The Groove MIDI Dataset (GMD) is composed of 13.6 hours of aligned MIDI and (synthesized) audio of human-performed, tempo-aligned expressive drumming. The dataset contains 1,150 MIDI files and over 22,000 measures of drumming.
Contents
License
The dataset is made available by Google LLC under a Creative Commons Attribution 4.0 International (CC BY 4.0) License.
Dataset
Update: If you’re looking for a dataset suitable for drum transcription or other audio-focused applications, see our Expanded Groove MIDI Dataset.
To enable a wide range of experiments and encourage comparisons between methods on the same data, we created a new dataset of drum performances recorded in MIDI format. We hired professional drummers and asked them to perform in multiple styles to a click track on a Roland TD-11 electronic drum kit. We also recorded the aligned, high-quality synthesized audio from the TD-11 and include it in the release.
The Groove MIDI Dataset (GMD), has several attributes that distinguish it from existing ones:
- The dataset contains about 13.6 hours, 1,150 MIDI files, and over 22,000 measures of drumming.
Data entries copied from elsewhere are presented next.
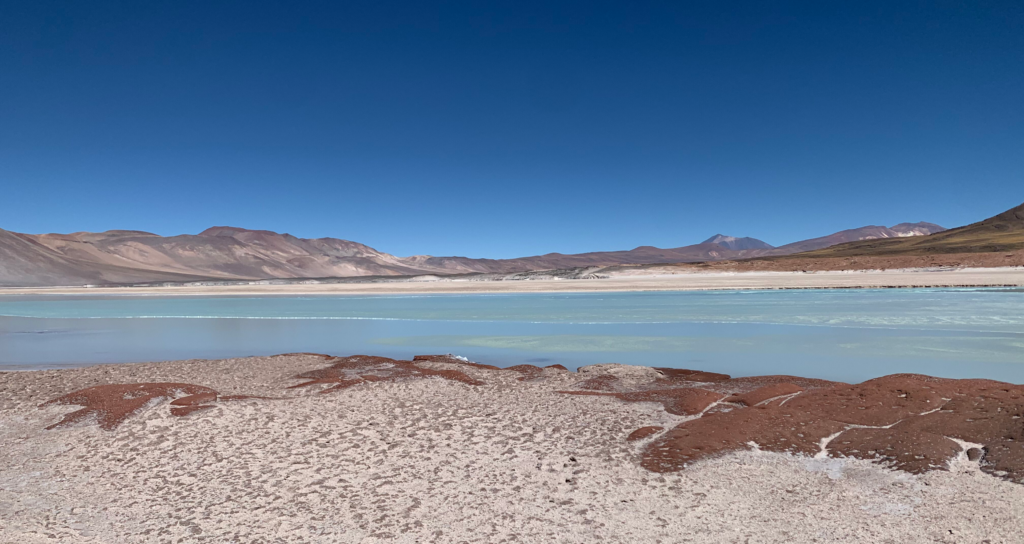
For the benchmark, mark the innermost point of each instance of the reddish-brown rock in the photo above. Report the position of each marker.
(904, 420)
(764, 393)
(681, 375)
(643, 432)
(111, 405)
- Each performance was played along with a metronome set at a specific tempo by the drummer.
- The data includes performances by a total of 10 drummers, with more than 80% of duration coming from hired professionals. The professionals were able to improvise in a wide range of styles, resulting in a diverse dataset.
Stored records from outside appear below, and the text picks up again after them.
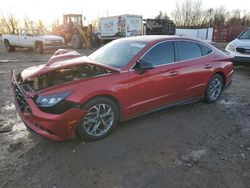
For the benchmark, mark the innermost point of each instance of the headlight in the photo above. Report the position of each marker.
(230, 47)
(51, 100)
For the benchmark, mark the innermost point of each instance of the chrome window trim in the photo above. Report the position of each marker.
(176, 40)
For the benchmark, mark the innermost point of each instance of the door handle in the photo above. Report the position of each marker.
(173, 73)
(208, 66)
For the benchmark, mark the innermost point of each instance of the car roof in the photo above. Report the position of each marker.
(156, 38)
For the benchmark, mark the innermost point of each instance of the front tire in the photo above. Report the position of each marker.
(214, 88)
(101, 118)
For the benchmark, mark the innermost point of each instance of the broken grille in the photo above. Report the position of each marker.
(22, 103)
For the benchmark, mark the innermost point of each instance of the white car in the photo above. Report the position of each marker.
(239, 48)
(32, 38)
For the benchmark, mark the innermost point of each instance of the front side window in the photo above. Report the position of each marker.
(188, 50)
(245, 35)
(117, 53)
(161, 54)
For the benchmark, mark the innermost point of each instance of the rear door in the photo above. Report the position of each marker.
(196, 67)
(159, 86)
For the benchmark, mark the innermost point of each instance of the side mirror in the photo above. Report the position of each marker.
(142, 66)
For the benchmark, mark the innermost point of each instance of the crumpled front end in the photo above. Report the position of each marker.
(53, 126)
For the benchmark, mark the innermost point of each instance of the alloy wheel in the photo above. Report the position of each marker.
(99, 119)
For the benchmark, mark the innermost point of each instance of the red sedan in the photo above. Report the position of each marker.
(87, 96)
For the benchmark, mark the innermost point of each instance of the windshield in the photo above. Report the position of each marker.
(245, 35)
(117, 53)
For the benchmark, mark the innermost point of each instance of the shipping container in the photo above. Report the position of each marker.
(120, 26)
- The drummers were instructed to play a mix of long sequences (several minutes of continuous playing) and short beats and fills.
- Each performance is annotated with a genre (provided by the drummer), tempo, and anonymized drummer ID.
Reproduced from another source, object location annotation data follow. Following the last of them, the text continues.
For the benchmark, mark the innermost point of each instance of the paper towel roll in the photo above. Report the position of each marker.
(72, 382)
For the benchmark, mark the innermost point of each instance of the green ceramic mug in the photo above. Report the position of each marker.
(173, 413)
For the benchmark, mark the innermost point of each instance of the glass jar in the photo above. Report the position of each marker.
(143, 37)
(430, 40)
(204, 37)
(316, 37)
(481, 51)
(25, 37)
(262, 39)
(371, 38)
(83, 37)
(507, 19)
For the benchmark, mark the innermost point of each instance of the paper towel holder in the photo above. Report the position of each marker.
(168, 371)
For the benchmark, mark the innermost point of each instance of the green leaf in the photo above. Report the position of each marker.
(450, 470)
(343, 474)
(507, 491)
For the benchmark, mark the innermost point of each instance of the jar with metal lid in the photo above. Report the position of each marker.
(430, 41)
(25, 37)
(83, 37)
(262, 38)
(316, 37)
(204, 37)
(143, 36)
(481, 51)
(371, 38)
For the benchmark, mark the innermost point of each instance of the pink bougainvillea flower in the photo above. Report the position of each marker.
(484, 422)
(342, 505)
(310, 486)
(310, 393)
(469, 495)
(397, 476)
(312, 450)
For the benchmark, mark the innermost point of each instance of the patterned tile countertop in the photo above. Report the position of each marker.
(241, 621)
- Most of the performances are in 4/4 time, with a few examples from other time signatures.
- Four drummers were asked to record the same set of 10 beats in their own style. These are included in the test set split, labeled
eval-session/groove1-10
. - In addition to the MIDI recordings that are the primary source of data for the experiments in this work, we captured the synthesized audio outputs of the drum set and aligned them to within 2ms of the corresponding MIDI files.
A train/validation/test split configuration is provided for easier comparison of model accuracy on various tasks.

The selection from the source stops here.